Я налила всем чаю и принялась дуть на обжигающе горячий напиток, делая вид, будто поглощена процессом. Обе женщины хранили молчание, но тишина больше не была гнетущей. Атмосфера в комнате неуловимо изменилась; ушло напряжение, которое не отпускало меня с того момента, как я переступила порог флигеля.
«Неужели, – думала я, – они не только меня простили, но и стали считать за
свою? Нет, вряд ли, это было бы слишком хорошо, да и не нужно, ведь мы принадлежим к разным поколениям и я не хочу становиться такой, как они, при всем уважении к Фаине Кузьминичне».– Ну, Зоя Евгеньевна, как продвигается ваша методичка по ликбезу? – неожиданно спросила Глафира Петровна.
Я бросила взгляд на главврача. Та виновато улыбнулась:
– У нас нет друг от друга секретов. Но Глафира Петровна, разумеется, никому не скажет.
«Потому что кроме вас с ней никто не общается», – мстительно подумала я, а вслух сказала:
– Работу над методичкой пришлось приостановить. Не хватает материала. Мне нужно еще как минимум дважды посетить архив Богучанской ЦРБ.
В прошлый раз я успела просмотреть только процентов тридцать от общего объема статистики.
– Это ты ее в архив отправила? – Сестра-хозяйка недовольно зыркнула на подругу.
– Разумеется, – спокойно ответила Фаина Кузьминична.
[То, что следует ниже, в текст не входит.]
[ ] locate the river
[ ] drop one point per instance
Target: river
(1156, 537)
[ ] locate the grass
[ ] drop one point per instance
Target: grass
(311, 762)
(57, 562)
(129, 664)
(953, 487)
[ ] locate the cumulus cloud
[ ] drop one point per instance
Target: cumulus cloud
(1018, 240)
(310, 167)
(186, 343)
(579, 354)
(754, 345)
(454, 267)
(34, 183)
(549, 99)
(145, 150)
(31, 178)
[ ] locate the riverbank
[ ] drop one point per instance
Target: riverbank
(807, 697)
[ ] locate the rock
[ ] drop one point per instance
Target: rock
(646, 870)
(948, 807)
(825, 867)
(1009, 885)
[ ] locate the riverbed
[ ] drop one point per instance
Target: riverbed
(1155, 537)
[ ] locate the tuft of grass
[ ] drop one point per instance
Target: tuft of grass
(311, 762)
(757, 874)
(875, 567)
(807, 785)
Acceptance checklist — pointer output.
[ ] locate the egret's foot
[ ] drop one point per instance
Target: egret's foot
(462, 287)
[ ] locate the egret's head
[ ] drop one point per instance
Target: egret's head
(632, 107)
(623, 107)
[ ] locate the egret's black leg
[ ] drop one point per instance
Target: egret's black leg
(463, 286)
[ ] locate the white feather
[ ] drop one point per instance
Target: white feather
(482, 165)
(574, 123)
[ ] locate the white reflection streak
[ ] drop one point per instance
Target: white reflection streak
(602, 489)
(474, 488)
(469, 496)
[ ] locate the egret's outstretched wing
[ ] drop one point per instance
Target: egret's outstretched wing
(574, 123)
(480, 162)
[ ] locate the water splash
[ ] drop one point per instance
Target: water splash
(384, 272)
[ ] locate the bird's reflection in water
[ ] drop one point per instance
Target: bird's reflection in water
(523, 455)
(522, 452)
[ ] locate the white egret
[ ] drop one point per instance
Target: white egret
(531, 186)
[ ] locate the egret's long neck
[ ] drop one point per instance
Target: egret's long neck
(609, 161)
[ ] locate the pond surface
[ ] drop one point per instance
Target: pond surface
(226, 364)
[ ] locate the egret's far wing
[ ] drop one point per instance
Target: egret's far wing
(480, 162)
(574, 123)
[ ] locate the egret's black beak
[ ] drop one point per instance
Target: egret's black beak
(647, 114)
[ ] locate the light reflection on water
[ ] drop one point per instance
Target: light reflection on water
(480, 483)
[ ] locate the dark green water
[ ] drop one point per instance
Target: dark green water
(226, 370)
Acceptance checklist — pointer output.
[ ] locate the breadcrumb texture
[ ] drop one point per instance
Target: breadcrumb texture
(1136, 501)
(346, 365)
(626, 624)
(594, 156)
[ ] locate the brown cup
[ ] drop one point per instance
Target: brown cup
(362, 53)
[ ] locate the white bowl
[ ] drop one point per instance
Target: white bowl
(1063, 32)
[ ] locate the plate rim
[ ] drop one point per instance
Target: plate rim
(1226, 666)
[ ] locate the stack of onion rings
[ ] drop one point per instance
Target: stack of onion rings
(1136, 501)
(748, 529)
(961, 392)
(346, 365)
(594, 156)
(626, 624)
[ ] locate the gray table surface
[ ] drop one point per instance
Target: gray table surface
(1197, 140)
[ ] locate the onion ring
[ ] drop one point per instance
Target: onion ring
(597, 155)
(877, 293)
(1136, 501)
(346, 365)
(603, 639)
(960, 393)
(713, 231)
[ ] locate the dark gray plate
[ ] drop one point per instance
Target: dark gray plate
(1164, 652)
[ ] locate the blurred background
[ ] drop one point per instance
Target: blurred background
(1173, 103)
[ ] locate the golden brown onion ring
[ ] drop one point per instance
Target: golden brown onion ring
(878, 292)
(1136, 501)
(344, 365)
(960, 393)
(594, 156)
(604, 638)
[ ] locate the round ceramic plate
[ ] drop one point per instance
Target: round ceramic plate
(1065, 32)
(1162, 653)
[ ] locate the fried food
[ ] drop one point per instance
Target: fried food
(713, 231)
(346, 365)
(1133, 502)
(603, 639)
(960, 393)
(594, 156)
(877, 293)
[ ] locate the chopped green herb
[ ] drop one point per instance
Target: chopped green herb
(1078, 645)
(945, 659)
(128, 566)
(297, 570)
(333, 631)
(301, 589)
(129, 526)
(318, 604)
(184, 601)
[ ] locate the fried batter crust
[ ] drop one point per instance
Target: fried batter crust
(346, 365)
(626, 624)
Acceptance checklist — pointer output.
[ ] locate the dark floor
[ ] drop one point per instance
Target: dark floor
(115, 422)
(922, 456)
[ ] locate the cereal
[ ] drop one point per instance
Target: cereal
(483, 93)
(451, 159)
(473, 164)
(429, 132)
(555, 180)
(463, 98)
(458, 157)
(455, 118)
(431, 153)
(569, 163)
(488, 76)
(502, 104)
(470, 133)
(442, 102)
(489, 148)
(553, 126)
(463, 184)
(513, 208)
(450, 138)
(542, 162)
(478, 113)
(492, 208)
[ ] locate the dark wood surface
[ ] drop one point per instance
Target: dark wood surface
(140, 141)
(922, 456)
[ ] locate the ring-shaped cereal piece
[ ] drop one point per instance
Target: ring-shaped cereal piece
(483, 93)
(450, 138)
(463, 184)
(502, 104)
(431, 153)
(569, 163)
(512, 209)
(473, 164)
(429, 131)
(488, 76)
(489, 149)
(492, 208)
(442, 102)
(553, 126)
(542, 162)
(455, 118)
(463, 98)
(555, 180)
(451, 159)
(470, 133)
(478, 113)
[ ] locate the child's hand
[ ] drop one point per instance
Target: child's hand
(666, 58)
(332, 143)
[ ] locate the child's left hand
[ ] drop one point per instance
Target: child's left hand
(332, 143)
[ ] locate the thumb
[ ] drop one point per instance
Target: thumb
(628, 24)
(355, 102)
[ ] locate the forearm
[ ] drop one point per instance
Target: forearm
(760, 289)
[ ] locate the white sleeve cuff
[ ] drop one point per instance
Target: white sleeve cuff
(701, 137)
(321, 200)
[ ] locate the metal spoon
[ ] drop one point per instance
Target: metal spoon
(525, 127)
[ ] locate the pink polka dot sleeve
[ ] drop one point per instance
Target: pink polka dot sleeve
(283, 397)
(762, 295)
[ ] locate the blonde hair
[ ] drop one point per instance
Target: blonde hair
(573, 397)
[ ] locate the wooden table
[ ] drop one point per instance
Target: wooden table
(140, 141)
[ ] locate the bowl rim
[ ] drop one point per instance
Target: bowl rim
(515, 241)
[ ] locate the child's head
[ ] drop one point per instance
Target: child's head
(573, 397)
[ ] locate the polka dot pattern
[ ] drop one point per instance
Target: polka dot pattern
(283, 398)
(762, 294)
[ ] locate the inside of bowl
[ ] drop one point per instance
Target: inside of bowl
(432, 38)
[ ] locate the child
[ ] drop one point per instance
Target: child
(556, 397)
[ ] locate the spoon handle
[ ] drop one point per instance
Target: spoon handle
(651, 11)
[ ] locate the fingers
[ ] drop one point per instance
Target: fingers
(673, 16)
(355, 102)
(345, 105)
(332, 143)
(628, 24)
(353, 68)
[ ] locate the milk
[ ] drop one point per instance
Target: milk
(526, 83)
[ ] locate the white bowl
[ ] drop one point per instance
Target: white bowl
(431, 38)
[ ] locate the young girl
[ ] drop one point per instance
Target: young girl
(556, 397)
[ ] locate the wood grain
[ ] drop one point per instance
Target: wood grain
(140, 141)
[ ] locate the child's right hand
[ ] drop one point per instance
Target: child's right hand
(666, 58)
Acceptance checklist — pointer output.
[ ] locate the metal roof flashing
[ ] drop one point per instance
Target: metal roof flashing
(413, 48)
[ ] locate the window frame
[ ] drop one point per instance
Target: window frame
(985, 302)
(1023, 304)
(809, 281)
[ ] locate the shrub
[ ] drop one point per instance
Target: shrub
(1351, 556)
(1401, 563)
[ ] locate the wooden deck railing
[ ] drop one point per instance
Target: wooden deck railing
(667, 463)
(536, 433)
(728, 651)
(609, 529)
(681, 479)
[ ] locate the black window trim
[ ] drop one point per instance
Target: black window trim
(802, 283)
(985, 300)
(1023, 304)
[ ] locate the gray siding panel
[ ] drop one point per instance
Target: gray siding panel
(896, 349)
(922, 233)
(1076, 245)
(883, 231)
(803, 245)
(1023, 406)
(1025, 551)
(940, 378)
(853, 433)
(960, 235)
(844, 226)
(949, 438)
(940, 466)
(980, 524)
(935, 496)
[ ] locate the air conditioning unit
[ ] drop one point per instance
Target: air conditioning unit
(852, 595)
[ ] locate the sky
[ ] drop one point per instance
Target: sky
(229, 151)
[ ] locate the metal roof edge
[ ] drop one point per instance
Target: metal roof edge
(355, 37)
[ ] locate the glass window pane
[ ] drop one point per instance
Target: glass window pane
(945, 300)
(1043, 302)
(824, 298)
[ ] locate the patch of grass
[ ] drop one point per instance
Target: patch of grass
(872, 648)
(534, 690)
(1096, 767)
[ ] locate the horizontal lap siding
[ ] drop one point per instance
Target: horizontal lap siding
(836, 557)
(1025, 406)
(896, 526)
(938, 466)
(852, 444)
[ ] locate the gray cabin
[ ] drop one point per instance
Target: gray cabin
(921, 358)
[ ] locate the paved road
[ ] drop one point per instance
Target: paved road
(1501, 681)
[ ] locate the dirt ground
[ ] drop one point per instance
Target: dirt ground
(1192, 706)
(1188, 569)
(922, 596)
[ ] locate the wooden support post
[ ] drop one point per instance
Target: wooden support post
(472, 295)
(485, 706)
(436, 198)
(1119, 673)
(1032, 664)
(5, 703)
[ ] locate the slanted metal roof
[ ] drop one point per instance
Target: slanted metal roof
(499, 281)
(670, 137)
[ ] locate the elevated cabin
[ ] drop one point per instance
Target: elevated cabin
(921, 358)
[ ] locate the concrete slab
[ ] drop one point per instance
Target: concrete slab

– И как поживает Тамара Львовна?
– Хорошо, – растерянно ответила я, не понимая, почему сестра-хозяйка снова разозлилась.
– Вы должны вернуться в архив как можно скорее, – сказала главврач. – Время поджимает, с конца октября установится минусовая температура, а там и до снегопадов недалеко, агитбригаде будет трудно передвигаться по району, к тому же начнется всплеск сезонных ОРВИ. И хотя план ликбеза готов, я не могу поехать в здравотдел без методички. Начальник здравотдела не выделит средства на ее тиражирование и на проведение агитмероприятий, не вникнув в суть дела. Иными словами, нет методички – нет остального.
– Я понимаю. Поеду в тот день, когда у меня нет приема в амбулатории.
– То есть в ближайший вторник?
– Да. Заодно проведаю Якимова. Это мой пациент с подозрением на болезнь Паркинсона. В начале следующей недели ему должны поставить окончательный диагноз.
– Да, вот еще что, Зоя Евгеньевна. Из Абанского района пришла телефонограмма, у них вспышка вирусного энцефалита. Хотя между нашими районами больше двухсот километров, при работе с пациентами вам необходимо проявлять бдительность и при обнаружении характерных симптомов изолировать таких больных в инфекционный бокс.
Я ощутила неприятный холодок в груди.
– И много заболевших?
– Заполнено всё инфекционное отделение больницы Абана. Все заболевшие – взрослые, то есть это не вторичный симптом детской инфекции, например ветряной оспы или паротита. И уж тем более не полиомиелита, который в СССР давно побежден.
– В чем же причина вспышки?
– Не знаю. Мне не удалось связаться с областным здравотделом из-за обрыва на телефонной линии. Попробую завтра утром. – Фаина Кузьминична вгляделась в мое лицо и мягко сказала: – Зоя Евгеньевна, не стоит так переживать. Абан далеко, наш поселок изолирован от других населенных пунктов, вероятность распространения вирусного энцефалита в таких условиях крайне мала. Но даже если кто-то заболеет, мы знаем, что делать. В поселке уже случались эпидемии, – она повернулась к Глафире Петровне. – Помнишь вспышку менингита пять лет назад?